I then simply use a grafana graph to graph the ping table results and (email/slack) alert when the average ping result is above 0 over a 5 minute period - The Telegraf ping result is 0 if online and 1 if not, so the alert only triggers if the node is offline for >5 mins but this is configurable. I also then get an alert when the host comes back online.

Hi,

Thanks for the update.

I tried it works well however grafana sends mail after 5 to 8 mins when the node offline.

This becomes problem especially for production environment if the node goes down should get an mail within 1 or 2mins.

Regards
Kumar

Hi,

I modified the condition for value to 0 which triggers an alert asap when node goes down.

image

Regards
Kumar

Hello all I know its been a while on this one,

I am looking to do a similar thing, where in the Telegraf config do you apply the IP address to ping?
Is it within the

[[inputs.ping]]

Hosts to send ping packets to.

urls = [“example.org”]

part?

Sorry a little confused

Has anyone else used ping?
any guidance?

I just did this yesterday. You simply put in the host name or ID with quotes separated by commas. For example:

urls = [“google.com”,“10.0.0.1”]

Thanks for the info much appreciated, have you setup the alerting within Grafana for this?

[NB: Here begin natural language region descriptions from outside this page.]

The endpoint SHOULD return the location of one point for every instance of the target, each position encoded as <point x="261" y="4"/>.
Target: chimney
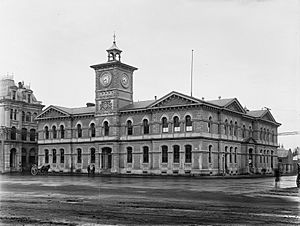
<point x="90" y="104"/>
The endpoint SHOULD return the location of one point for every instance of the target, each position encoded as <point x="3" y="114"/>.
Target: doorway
<point x="106" y="158"/>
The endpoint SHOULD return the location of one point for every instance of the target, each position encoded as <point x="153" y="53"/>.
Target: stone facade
<point x="173" y="135"/>
<point x="18" y="110"/>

I have set a query for the panel

from(bucket: “telegraf”)
|> range(start: v.timeRangeStart, stop: v.timeRangeStop)
|> filter(fn: ® => r["_measurement"] == “ping”)
|> filter(fn: ® => r["_field"] == “reply_received”)
|> aggregateWindow(every: v.windowPeriod, fn: mean, createEmpty: false)
|> yield(name: “mean”)

And the alert does not fire as this covers a few hosts - when the host drops it does not change the metric (tried by stopping telegraf service as this would replicate down) do you have to set this per host?